Разговор оказался бессмысленным. Власти ответили усилением силовой группировки в Пловдиве. Тогда 3 мая рабочие выгнали охрану и захватили фабричные помещения. Забастовщиков блокировала милиция. Город охватил бунт солидарности. Анархист Станьо Вутев позвал народ маршем к офису табачной монополии.

В Пловдив потянулись комвельможи – министр внутренних дел Цанков, председатель Госплана Чанков, минпром Югов, минсельхоз Тодоров, зампред совмина Дамьянов… И беспомощно озирались.
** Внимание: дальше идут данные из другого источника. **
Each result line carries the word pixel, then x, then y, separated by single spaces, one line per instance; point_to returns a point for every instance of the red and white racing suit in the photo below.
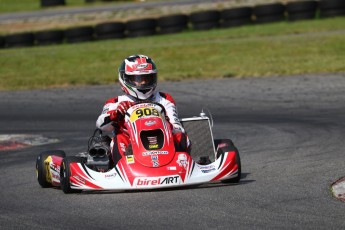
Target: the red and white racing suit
pixel 122 140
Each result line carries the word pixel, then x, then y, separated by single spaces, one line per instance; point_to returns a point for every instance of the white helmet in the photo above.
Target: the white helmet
pixel 138 76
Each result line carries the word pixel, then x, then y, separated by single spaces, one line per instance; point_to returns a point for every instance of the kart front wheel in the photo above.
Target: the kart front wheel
pixel 226 145
pixel 42 167
pixel 65 173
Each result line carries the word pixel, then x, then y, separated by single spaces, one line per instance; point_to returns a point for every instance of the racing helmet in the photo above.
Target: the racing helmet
pixel 138 76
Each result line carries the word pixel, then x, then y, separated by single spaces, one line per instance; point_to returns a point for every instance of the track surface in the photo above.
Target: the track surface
pixel 289 130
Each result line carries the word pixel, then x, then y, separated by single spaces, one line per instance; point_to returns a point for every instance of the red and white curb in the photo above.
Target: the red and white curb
pixel 338 189
pixel 18 141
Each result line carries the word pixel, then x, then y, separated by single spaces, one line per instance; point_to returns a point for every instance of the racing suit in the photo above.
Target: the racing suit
pixel 120 141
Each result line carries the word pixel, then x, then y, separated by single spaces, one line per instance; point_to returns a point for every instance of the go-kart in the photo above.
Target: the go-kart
pixel 152 161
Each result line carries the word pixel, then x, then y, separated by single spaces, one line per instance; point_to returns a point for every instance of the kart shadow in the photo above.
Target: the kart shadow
pixel 242 182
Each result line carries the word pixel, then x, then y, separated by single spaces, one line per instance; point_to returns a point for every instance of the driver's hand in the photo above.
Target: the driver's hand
pixel 123 107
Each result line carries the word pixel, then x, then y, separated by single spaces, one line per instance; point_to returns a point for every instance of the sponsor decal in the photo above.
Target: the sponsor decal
pixel 122 147
pixel 207 170
pixel 110 176
pixel 130 159
pixel 154 157
pixel 79 179
pixel 156 181
pixel 150 123
pixel 222 145
pixel 142 66
pixel 182 160
pixel 149 153
pixel 155 146
pixel 54 167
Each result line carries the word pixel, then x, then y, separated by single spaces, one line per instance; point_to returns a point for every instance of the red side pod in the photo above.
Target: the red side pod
pixel 79 178
pixel 228 167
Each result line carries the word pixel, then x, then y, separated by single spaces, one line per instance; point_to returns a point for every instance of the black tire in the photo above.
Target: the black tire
pixel 229 146
pixel 332 13
pixel 269 9
pixel 47 3
pixel 19 40
pixel 41 170
pixel 205 25
pixel 298 7
pixel 109 28
pixel 236 22
pixel 204 16
pixel 331 4
pixel 49 37
pixel 236 13
pixel 141 25
pixel 79 34
pixel 140 33
pixel 269 19
pixel 302 16
pixel 65 173
pixel 179 20
pixel 171 30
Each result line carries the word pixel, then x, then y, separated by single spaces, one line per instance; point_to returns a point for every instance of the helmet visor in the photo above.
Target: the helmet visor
pixel 143 81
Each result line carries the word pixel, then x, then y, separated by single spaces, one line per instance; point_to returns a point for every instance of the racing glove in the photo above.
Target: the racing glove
pixel 120 112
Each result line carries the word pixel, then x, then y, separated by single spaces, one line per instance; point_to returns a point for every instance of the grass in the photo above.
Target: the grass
pixel 307 47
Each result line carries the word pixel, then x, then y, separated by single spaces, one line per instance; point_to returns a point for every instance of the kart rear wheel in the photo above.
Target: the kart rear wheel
pixel 65 173
pixel 41 166
pixel 226 146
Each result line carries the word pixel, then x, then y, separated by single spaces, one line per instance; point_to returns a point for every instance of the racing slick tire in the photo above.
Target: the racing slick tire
pixel 226 146
pixel 65 173
pixel 41 167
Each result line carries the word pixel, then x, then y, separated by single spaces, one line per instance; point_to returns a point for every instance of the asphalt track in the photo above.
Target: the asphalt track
pixel 289 130
pixel 98 9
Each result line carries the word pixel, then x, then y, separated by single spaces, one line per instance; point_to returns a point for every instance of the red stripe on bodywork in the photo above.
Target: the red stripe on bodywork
pixel 76 172
pixel 228 166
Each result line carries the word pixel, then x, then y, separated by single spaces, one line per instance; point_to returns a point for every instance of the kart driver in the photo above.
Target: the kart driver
pixel 138 79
Всё решил местный паша – секретарь Пловдивского комитета БКП Иван Прымов. Именно он приказал стрелять. Девять человек были убиты, в том числе Джавезов и Вутев (ветеран антифашистской борьбы). Ранены десятки, арестованы сотни. Палач Прымов за проявленную решительность поднялся в министры. Но списки на увольнения пришлось заметно подсократить, да и с повышением норм повременить.

Подвиг пловдивских табачников показал, насколько раскалена земля под комрежимом. И нельзя забывать: они шагнули первыми. Когда никто ещё не мог с уверенностью сказать о наступлении новых времён.

Папаша без «Дураков»

За 1953-м везде приходил 1956-й. Коммунистические бонзы повсюду начинали прозревать, послушав на XX съезде верховного сюзерена. Это ж надо, сколько злоупотреблений открылось!.. Червенкова убрали из генсеков через год, в марте 1954-го.

Сменил его Тодор Живков, колоритнейшая фигура мирового компантеона. Участник антифашистского партизанского движения, как без этого. Но с очень важным уточнением: не в лесах, а в Софии. Возглавлял при Димитрове столичную организацию БКП, с этой должности взлетел в партийную верхушку. Со времён подполья он был теснейшим образом связан с Мирчо Спасовым, прокручивал с ним совместную оперативку, и это само по себе давало исчерпывающую характеристику. Когда Живков достиг высшей власти, Спасов превратился в вооружённую руку генсека.

Тодор Живков был коммунистическим партбоссом брежневского типа. Властолюбие сочеталось в нём с жизнелюбием. Репрессии снизились, зато мощный ход получила партийная коррупция. Человек до наглости циничный, виртуоз чёрного юмора («Жертва аборта этот социализм», – таковы были его последние слова в качестве генсека), Живков отнюдь не являлся ни марксистским идеалистом, ни кабинетным либералом. В нём отсутствовало даже хрущёвское добродушие. В любой момент из рукава выкидывалась карта озверелого Спасова. Придя к власти, он первым делом вновь пустил в ход замороженный тремя годами ранее страшный «исправцентр Белене» (окончательно это жуткое место закрылось лишь в 1959-м). И всё же живковская НРБ не копировала димитровско-червенковскую. Не случайно прекращение горянской борьбы совпало с приходом «Тато» (по-болгарски «папаша»).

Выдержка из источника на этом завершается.